10 Mart 2012 Cumartesi

TRT ANILARI (5)...

                                         

Gürcan ARITÜRK

        İnsan bazen, yaşadı mı, duydu mu, filmde mi seyretti, okudu mu, hayalini mi gördü, karıştırıyor. Yaşam biraz da bu karmadan ibaret…  O yüzden anılara güven olmaz ama anılarsız da olmaz. Anılar olmadan insanlar ot gibi olur. Umarım bu anılar hoşunuza gider, kimi zaman anlatacak kimse olmasa bile hatırlamak yeterince güzel!
     Aşağıdaki kimilerini benim yaşadığım kimilerini gördüğüm ya da duyduğum TRT anılarını eski bir toplu fotoğrafa bakarak anında-bir çırpıda yazdım, aklıma gelenleri kalın delikli bir süzgeçten geçirdim, eminim siz okurken daha ince eleyip sık dokuyacaksınızdır!


 

                     Çok cesur değilim ama
      Anavatan Partisi Genel Başkan Yardımcısı Doğancan Akyürek, İstanbul il başkanlığında seçim beyannamesini açıklarken ANAP İzmir il başkanlığına bomba atıldığı 1 kişinin öldüğü bilgisi geldi.

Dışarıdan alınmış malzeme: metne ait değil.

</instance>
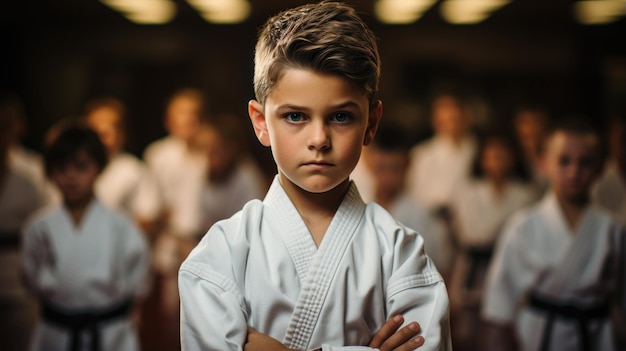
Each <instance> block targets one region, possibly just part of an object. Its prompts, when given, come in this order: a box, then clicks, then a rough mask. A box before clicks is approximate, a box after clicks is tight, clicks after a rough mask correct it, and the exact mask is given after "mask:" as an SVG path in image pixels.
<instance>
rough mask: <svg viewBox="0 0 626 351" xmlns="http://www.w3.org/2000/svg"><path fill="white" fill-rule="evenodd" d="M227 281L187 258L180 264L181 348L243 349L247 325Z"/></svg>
mask: <svg viewBox="0 0 626 351" xmlns="http://www.w3.org/2000/svg"><path fill="white" fill-rule="evenodd" d="M220 282H221V283H223V284H220ZM231 283H232V281H230V280H229V279H228V278H226V277H224V276H220V275H219V274H218V273H216V272H214V271H213V272H212V271H211V270H210V269H209V268H208V267H207V266H206V265H204V264H202V263H197V262H190V263H189V264H187V265H185V266H184V267H182V268H181V270H180V273H179V276H178V286H179V291H180V303H181V345H182V349H183V350H185V351H196V350H198V351H200V350H207V351H208V350H215V351H227V350H232V351H235V350H237V351H239V350H243V345H244V344H245V341H246V336H247V328H248V325H247V316H246V313H245V304H244V302H243V297H242V296H241V295H240V294H239V293H238V292H237V289H236V288H235V287H234V284H231Z"/></svg>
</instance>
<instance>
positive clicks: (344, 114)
mask: <svg viewBox="0 0 626 351" xmlns="http://www.w3.org/2000/svg"><path fill="white" fill-rule="evenodd" d="M332 119H333V120H334V121H335V122H339V123H347V122H350V121H351V120H352V116H351V115H349V114H347V113H343V112H338V113H336V114H335V115H334V116H333V118H332Z"/></svg>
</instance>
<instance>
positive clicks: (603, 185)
mask: <svg viewBox="0 0 626 351" xmlns="http://www.w3.org/2000/svg"><path fill="white" fill-rule="evenodd" d="M592 194H593V199H594V201H595V202H596V203H597V204H598V205H600V206H602V207H604V208H605V209H607V210H609V211H610V212H611V213H612V214H613V215H614V216H615V217H616V218H617V219H618V220H619V221H620V222H621V223H622V225H626V176H624V175H623V174H621V173H620V170H619V168H618V166H617V162H616V161H611V162H609V163H608V164H607V167H606V168H605V171H604V173H603V175H602V177H601V178H600V179H599V180H598V182H597V183H596V185H595V187H594V189H593V192H592Z"/></svg>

Akyürek'in tepkisini 13 radyo bültenine yetiştirmeye çalışırken bulunduğumuz binanın da "İzmir'deki bomba patladı, biraz sonra İstanbul il binasındaki bomba da patlayacak" ihbarı üzerine boşaltıldığından habersizdim. Haberim olduğunda da ya inanmadığım da ya da habercilik şevkinden kulak asmadım. Çıktığımda içeride özel giysili bomba imha ekipleri vardı sadece. Kameraman Mehmet Başak ise korku ve telaş içindeydi.

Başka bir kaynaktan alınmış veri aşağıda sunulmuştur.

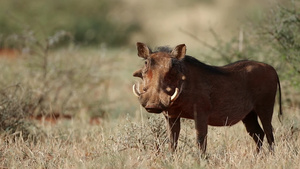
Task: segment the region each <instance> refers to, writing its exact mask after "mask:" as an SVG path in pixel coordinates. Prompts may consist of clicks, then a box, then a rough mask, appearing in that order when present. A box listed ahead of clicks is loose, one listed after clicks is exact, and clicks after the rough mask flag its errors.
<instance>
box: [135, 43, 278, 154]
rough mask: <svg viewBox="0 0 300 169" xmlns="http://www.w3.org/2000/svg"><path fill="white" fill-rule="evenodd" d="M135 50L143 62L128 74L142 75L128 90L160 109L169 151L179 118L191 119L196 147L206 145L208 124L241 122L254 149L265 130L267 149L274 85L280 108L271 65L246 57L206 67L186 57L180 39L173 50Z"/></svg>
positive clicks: (138, 44)
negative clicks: (168, 132) (166, 135)
mask: <svg viewBox="0 0 300 169" xmlns="http://www.w3.org/2000/svg"><path fill="white" fill-rule="evenodd" d="M137 49H138V56H140V57H142V58H144V59H145V64H144V66H143V67H142V69H140V70H138V71H136V72H135V73H134V74H133V75H134V76H135V77H140V78H141V79H142V81H141V82H139V83H137V84H135V85H134V86H133V91H134V93H135V94H136V95H137V96H138V98H139V101H140V103H141V105H142V106H143V107H144V108H145V109H146V110H147V111H148V112H150V113H161V112H163V114H164V115H165V117H166V120H167V124H168V130H169V136H170V143H171V144H170V148H171V149H172V150H173V151H174V150H175V148H176V145H177V140H178V136H179V132H180V118H181V117H182V118H189V119H194V120H195V128H196V135H197V143H198V146H199V147H200V149H201V150H202V152H205V150H206V135H207V126H208V125H212V126H231V125H234V124H236V123H237V122H239V121H243V123H244V125H245V127H246V130H247V132H248V133H249V134H250V136H251V137H252V138H253V139H254V141H255V142H256V144H257V150H258V151H259V149H260V147H261V146H262V142H263V138H264V135H265V134H266V137H267V140H268V143H269V145H270V148H273V147H272V146H273V143H274V137H273V133H272V132H273V131H272V125H271V120H272V115H273V107H274V102H275V96H276V91H277V87H278V88H279V101H280V102H279V104H280V114H282V111H281V92H280V83H279V79H278V75H277V73H276V71H275V69H274V68H273V67H272V66H270V65H267V64H265V63H260V62H255V61H249V60H244V61H238V62H235V63H232V64H229V65H226V66H222V67H216V66H209V65H206V64H204V63H202V62H200V61H198V60H197V59H195V58H193V57H191V56H187V55H186V54H185V53H186V46H185V45H184V44H182V45H178V46H176V47H175V48H174V49H173V50H171V49H169V48H166V47H161V48H160V49H159V50H158V51H154V52H152V51H151V50H150V49H149V48H148V47H147V46H146V45H145V44H143V43H137ZM258 117H259V119H260V120H261V123H262V127H263V129H262V128H261V127H260V125H259V123H258Z"/></svg>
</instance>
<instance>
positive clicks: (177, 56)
mask: <svg viewBox="0 0 300 169" xmlns="http://www.w3.org/2000/svg"><path fill="white" fill-rule="evenodd" d="M185 53H186V46H185V44H181V45H178V46H176V47H175V48H174V49H173V50H172V52H171V55H172V56H175V57H176V58H177V59H178V60H181V59H183V58H184V57H185Z"/></svg>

                    Zehir yüklü gemi Petersberg

      Bir zamanlar Türkiye'nin gündemindeydi, zehirli atık taşıyan ve istenmeyen gemi ilan edilen Petersberg. Ali Kırca'nın Haber Dairesi’nin başında olduğu dönem, gemi Türkiye'den gitsin diye giriş-çıkışların yasaklandığı dönem, ZDF televizyon ekibiyle ne akla hizmetse gemiye içki ve yiyecek götürdük. Dönüşte sahil güvenlik bizi bir süre alıkoydu tabii, Eurovision'a görüntü satacağız falan dedik. ZDF ekibi sayesinde zehirli yükü de çekmiş, Alman Kaptanla röportaj da yapmıştık. Röportajı seslendiren Oğuz Haksever'e müdürümüzün demesinden de ilk kez öğreniyordum ki, bize öğretildiği gibi Türkçe okunduğu gibi yazılan bir dil değildi. Yapacağım yazardı ama yapacaam diye okunurdu.
       Neyse, gelelim esas konuya, bir gün sonra Alman kaptanın bizim -daha doğrusu bizimle birlikte giden ve bizden kamera kiralayan ZDF temsilcisi kızın aldığı- rakılarla alkol komasına girip Cerrahpaşa'ya kaldırıldığını öğrendik, onun da haberini yaptık. Yoksa bu son haberi biz mi oluşturduk?